Des marges favorisées par la hausse des cours, une production pénalisée par les tensions
BP a prévenu mardi que ses résultats du deuxième trimestre continueraient de bénéficier de la volatilité des prix du pétrole liée à la guerre au Moyen‑Orient, même si le conflit pèse sur ses volumes produits. Dans un communiqué publié avant la présentation des comptes, le groupe britannique indique s'attendre à ce que le résultat du négoce de pétrole soit « légèrement supérieur » à celui du premier trimestre.
Concrètement, BP anticipe une baisse de la production totale de pétrole et de gaz sur la période. Le groupe met en avant deux facteurs : des opérations de maintenance saisonnières aux États‑Unis et des perturbations liées à la guerre au Moyen‑Orient. Ces éléments pèsent sur l'offre interne du groupe, alors que les prix élevés sur les marchés mondiaux soutiennent les marges et le résultat global.
« Le résultat du négoce de pétrole devrait être légèrement supérieur à celui du premier trimestre »
Des dépréciations d'actifs et un recentrage sur les hydrocarbures
BP précise que les comptes du trimestre devraient intégrer « environ un milliard de dollars » de dépréciations d'actifs, « principalement imputables aux activités de transition dans le segment gaz et énergies bas carbone ». Cette provision illustre le coût comptable du recentrage du groupe après des années d'investissements dans la transition énergétique.
Après un début d'année marqué par un bénéfice en forte hausse porté par le négoce, BP confirme qu'il profite de la hausse des cours mais subit simultanément les effets opérationnels du conflit.
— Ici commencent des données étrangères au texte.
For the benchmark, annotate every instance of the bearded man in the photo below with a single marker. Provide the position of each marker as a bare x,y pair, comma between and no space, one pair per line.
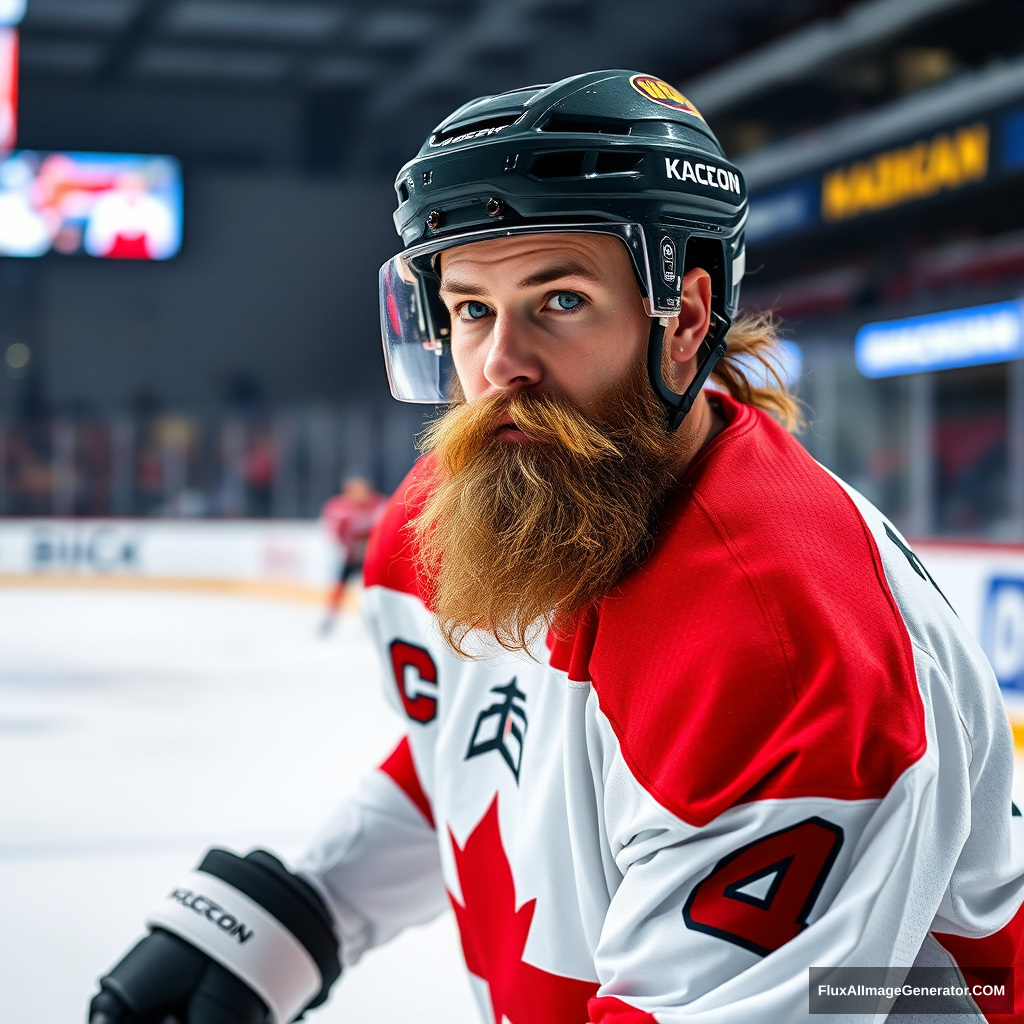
687,718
Le groupe, qui a connu récemment des remous dans son équipe dirigeante, s'oriente visiblement vers un positionnement plus centré sur les hydrocarbures.
Quelles conséquences pour les marchés et le consommateur français ?
À l'échelle mondiale, la flambée des prix liée aux tensions géopolitiques profite aux traders et aux majors disposant d'activités de négoce importantes : un prix du pétrole plus élevé augmente les marges par baril vendu ou revendu. Pour le consommateur français, l'impact dépend de la transmission sur les carburants et le gaz : une hausse durable des prix du baril se répercute généralement sur les prix à la pompe et, dans une moindre mesure, sur les coûts industriels et l'électricité si les marchés se tendent.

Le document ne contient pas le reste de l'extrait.